Imp is having trouble pressing the buttons on her phone, because her hand is swathed in soggy kitchen towel. I am getting impatient.

“Who is it?” I ask, casually-yet-nosily.

“Dunno”. She rummages around in her bag. “I can't see it, without my reading glasses”.

We continue, in this manner. Young, vibrant.

Thursday, June 14, 2007


Imp has been assaulted!

There is Good News and Bad News.

The Good News is that there were about 50 witnesses.

The Bad News is that she has got whiplash injuries, which means that we can no longer play squash, which means that I will get fat and become so big that I will have to be hoisted by crane from my first-floor window into a truck in order to be transported to hospital, where they will all mutter and stroke their chins while scraping the dying flesh from the folds in my ankles. Then I will die from obesity and will have to be buried in a specially-constructed coffin with cantilever supports.

But anyway, it's not about me.

Imp has got to wear a special collar! It is to hold her head up so that she can carry on working.

“I look like a nob”, she says, sadly.

“You look gorgeous!” I lie, hastily. If she had bigger teeth she would look like Smashie, of Smashie and Nicey fame. With purple hair.
I decide not to tell her this.

She stares gloomily out the window.

I think she can read my mind.

Monday, June 04, 2007

going to work

I have designed a fool-proof system for holding the door open!

My flat has got a very determined fire-hingey-thing to ensure that the door stays closed in case of fire, effectively making it harder for me to get out and therefore making it necessary for me to leap from the bedroom window, thus breaking both my ankles.

All fire doors are installed with this in mind, which is why firemen get to climb up ladders and carry people and look heroic.

Normally I can get out of the door okay (when there isn't a fire) and as along as I remember to hurl myself through, it doesn't get me. I would estimate my Getting-Through-The-Door-Without-Personal-Injury (henceforth referred to as GTTDWPI) rate to be about 85%.

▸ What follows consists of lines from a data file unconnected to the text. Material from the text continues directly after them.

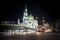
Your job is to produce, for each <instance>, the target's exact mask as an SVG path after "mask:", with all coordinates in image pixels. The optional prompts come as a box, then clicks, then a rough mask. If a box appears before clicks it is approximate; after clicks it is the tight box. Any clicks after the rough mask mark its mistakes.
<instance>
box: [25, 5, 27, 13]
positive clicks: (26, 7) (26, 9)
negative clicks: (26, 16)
mask: <svg viewBox="0 0 60 40" xmlns="http://www.w3.org/2000/svg"><path fill="white" fill-rule="evenodd" d="M25 12H26V13H27V5H26V6H25Z"/></svg>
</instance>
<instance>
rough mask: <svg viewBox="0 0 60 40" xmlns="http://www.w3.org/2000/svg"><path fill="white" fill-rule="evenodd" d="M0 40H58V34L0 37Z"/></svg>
mask: <svg viewBox="0 0 60 40" xmlns="http://www.w3.org/2000/svg"><path fill="white" fill-rule="evenodd" d="M0 40H60V33H45V32H38V33H31V34H26V35H14V36H0Z"/></svg>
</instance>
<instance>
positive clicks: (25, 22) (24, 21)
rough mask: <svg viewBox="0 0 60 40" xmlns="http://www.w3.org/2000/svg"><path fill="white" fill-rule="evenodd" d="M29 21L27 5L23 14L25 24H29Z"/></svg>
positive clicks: (23, 22)
mask: <svg viewBox="0 0 60 40" xmlns="http://www.w3.org/2000/svg"><path fill="white" fill-rule="evenodd" d="M27 21H28V12H27V6H25V11H24V14H23V25H24V26H25V25H27Z"/></svg>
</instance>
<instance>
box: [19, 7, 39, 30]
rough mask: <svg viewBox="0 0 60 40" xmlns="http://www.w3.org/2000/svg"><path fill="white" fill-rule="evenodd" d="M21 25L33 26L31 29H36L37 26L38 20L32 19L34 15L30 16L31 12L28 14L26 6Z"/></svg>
mask: <svg viewBox="0 0 60 40" xmlns="http://www.w3.org/2000/svg"><path fill="white" fill-rule="evenodd" d="M18 22H19V21H18ZM21 26H24V27H28V28H33V29H36V28H37V27H38V20H36V19H34V16H32V15H31V14H30V15H28V10H27V7H26V8H25V11H24V14H23V22H22V23H21Z"/></svg>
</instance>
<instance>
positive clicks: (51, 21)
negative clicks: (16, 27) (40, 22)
mask: <svg viewBox="0 0 60 40" xmlns="http://www.w3.org/2000/svg"><path fill="white" fill-rule="evenodd" d="M25 5H27V8H28V12H29V13H31V14H32V15H34V16H35V17H36V16H37V17H38V18H39V20H40V19H41V17H42V16H44V17H45V19H46V21H47V22H53V21H55V20H57V19H60V15H59V13H58V12H59V11H58V9H59V2H56V1H55V0H54V1H52V0H49V1H48V0H42V1H38V0H33V1H32V0H20V1H19V0H15V1H14V0H3V1H1V3H0V11H1V12H0V21H5V20H9V21H16V20H17V19H18V18H20V19H21V20H22V17H23V12H24V8H25Z"/></svg>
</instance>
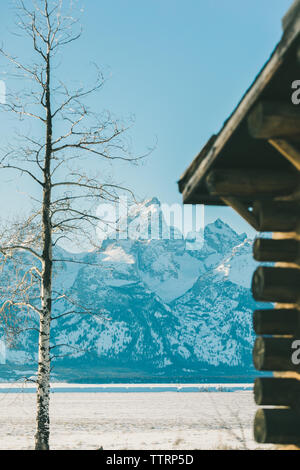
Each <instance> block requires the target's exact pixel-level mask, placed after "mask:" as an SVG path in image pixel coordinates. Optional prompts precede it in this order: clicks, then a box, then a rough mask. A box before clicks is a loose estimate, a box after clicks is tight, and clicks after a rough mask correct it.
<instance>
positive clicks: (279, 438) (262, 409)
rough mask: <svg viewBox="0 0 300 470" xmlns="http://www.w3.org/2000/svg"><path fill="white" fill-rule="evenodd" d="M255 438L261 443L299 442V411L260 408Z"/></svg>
mask: <svg viewBox="0 0 300 470" xmlns="http://www.w3.org/2000/svg"><path fill="white" fill-rule="evenodd" d="M254 438H255V440H256V442H258V443H260V444H298V443H299V442H300V417H299V415H298V413H297V412H295V411H294V410H291V409H273V410H272V409H260V410H258V411H257V413H256V415H255V420H254Z"/></svg>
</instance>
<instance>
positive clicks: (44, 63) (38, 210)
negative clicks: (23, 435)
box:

However when I am wheeling my push-bike, the GTTDWPI odds drop to approximately 40% for me and, 0%x3 for my bike.

Now I have a weapon. A bungee cord... which stretches from the back of the door, to the bathroom door handle. I simply stretch the cord, hook it over the door handle... and the fire-hingey-thing is foiled (Aha!), allowing me to wheel my bike out without even moderate-to-severe bruising/denting to the shins/forks.


I am in a rush!

I put my rucksack and helmet on (I do not look at all like an Anorak) and prepare my GTTDWPI device. Checking that the bungee cord is hooked safely over Doorhandle1, I stretch it, straining, towards Doorhandle2.

Now. The obvious danger here is that the bungee cord will slip from Doorhandle1 while I am stretching it towards Doorhandle2, twanging back at great speed and hitting me full force in the arm, bringing tears to my eyes and unsavoury words to my lips.
But it won't, because I have performed this many times before with crowd-cheering success.

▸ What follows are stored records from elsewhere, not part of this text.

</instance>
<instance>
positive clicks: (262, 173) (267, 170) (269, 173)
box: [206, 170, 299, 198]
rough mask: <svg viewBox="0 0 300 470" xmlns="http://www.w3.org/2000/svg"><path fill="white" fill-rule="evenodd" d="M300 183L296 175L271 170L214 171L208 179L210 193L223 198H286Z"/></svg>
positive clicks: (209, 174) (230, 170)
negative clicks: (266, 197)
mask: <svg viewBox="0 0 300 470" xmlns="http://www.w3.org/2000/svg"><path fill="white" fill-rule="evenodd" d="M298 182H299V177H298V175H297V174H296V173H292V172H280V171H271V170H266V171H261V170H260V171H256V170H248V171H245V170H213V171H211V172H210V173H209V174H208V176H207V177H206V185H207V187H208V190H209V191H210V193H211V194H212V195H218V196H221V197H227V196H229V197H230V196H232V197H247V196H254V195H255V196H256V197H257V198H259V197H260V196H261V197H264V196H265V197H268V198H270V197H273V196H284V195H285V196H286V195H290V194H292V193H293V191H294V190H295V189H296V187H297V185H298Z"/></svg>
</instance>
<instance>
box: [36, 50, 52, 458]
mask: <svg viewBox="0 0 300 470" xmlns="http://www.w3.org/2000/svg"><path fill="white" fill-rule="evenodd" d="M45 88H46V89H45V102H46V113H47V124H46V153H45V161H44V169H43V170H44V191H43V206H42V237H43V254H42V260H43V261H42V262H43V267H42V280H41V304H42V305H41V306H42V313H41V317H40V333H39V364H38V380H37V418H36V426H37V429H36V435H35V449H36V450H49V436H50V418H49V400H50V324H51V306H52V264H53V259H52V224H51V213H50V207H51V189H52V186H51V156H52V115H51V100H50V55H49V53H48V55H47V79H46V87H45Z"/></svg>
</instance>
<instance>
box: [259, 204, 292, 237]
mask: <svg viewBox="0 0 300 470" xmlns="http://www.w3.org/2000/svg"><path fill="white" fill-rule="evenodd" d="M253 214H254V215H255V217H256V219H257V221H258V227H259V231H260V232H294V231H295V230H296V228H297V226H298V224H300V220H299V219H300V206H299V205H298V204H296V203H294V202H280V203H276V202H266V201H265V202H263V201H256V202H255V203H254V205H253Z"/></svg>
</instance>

I carry on straining, confidently.




My eyes water and I swear. Expertly.
My GTTDWPI device has failed!

Bastard! I can feel my arm bruising and the blood pooling, as I yelp.

I am a Failure. Even more so than Clive Sinclair! At least his crap inventions don't hurt him.

I struggle through the door, repeatedly being bashed in the shins/shoulder/arm/forks/back wheel and limp down the stairs - bashing my shins on the pedals for good measure - with my best Bad Mood face on.